Kohl's also recognizes that its key differentiating factor among department stores is its image as a savings leader. It plans to increase the number of cash earn and redeem days under the Kohl's Cash scheme, where customers earn $10 Kohl's Cash coupon for every $50 purchased. More opportunities to save will also be offered to its Charge Card customers, who are already assured of special discounts of 15-30% at least 12 times a year.

Pure off-price retailers still have greater appeal
The proof of the pudding is in the eating. While the jury is still out on the results of Kohl's return to its roots as a national brand retailer, the company's positioning as a value-oriented retailer hasn't gained resonance with consumers historically, unlike that of its off-price peers. Comparing the historical same store sales of Kohl's and off-price retailer The TJX Companies (TJX 0.76%) validates this view.

From late 2007 to early 2009, Kohl's registered negative same-store sales growth for eight consecutive quarters. On a full-year basis, Kohl's saw negative comparable store sales growth of 0.8% and 6.9% in 2007 and 2008 respectively. In contrast, TJX delivered positive comparable store sales growth from 2007 to 2009, notwithstanding the Global Financial Crisis. This is the clearest indication that bargain hunting consumers shifted their purchases away from department stores to off-price retailers during the recession.

Source: Burlington

This is a better retail concept
For investors who believe in the success of retailers combining the best of both worlds in terms of product differentiation and low cost strategies, off-price retailer Burlington Stores (BURL -0.40%) might be a more attractive investment choice.

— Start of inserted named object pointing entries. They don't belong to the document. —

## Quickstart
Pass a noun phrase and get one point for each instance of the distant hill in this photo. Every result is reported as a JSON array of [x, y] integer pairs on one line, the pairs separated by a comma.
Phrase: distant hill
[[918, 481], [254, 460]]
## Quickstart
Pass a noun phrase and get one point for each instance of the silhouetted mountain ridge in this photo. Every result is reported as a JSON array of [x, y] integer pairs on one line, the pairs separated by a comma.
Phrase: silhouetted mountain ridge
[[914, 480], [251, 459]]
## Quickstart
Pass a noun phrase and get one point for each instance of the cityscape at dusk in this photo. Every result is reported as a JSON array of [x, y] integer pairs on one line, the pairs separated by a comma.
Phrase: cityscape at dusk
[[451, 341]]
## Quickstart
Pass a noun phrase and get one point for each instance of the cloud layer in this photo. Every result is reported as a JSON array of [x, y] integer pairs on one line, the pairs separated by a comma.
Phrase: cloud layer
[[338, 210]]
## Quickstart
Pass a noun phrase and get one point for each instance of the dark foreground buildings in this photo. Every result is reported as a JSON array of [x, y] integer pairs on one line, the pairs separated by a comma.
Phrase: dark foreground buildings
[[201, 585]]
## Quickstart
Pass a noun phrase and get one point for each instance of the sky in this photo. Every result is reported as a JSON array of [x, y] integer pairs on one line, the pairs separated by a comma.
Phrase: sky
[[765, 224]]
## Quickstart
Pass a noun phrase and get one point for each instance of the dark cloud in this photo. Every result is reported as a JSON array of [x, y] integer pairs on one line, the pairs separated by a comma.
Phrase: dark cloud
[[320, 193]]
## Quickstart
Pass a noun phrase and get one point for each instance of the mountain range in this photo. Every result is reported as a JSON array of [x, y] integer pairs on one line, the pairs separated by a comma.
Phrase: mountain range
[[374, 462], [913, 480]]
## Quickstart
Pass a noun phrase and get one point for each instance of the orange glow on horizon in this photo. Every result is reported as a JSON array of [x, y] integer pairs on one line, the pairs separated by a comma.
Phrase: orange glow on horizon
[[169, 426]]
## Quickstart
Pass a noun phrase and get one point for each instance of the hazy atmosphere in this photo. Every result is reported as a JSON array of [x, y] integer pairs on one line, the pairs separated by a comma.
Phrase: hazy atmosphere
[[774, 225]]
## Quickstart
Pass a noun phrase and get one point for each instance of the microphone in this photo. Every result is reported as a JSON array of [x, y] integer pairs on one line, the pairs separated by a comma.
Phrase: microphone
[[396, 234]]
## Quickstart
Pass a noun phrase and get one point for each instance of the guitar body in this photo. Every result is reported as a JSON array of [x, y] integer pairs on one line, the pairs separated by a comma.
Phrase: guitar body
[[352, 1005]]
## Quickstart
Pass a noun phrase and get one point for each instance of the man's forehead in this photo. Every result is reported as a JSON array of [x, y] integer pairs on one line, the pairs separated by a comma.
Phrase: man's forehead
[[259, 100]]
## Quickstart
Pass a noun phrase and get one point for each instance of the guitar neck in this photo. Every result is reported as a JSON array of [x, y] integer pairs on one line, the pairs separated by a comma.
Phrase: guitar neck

With respect to product differentiation, Burlington places a strong emphasis on filling its stores with quality national brands. This is supported by its larger average store size (to accommodate more SKUs) and differentiated merchandising strategy. Burlington boasts a larger average store size than other off-price retailers at between 50,000 and 80,000 square feet. This is also comparable to department stores like Kohl's that have an average store size is approximately 72,000 square feet.  

Burlington also adopts a shallow merchandising strategy, intentionally stocking only a limited number of units for each style. As a result, Burlington relies on opportunistic in-season purchases as opposed to pre-season sourcing strategies that department store operators like Kohl's typically employ.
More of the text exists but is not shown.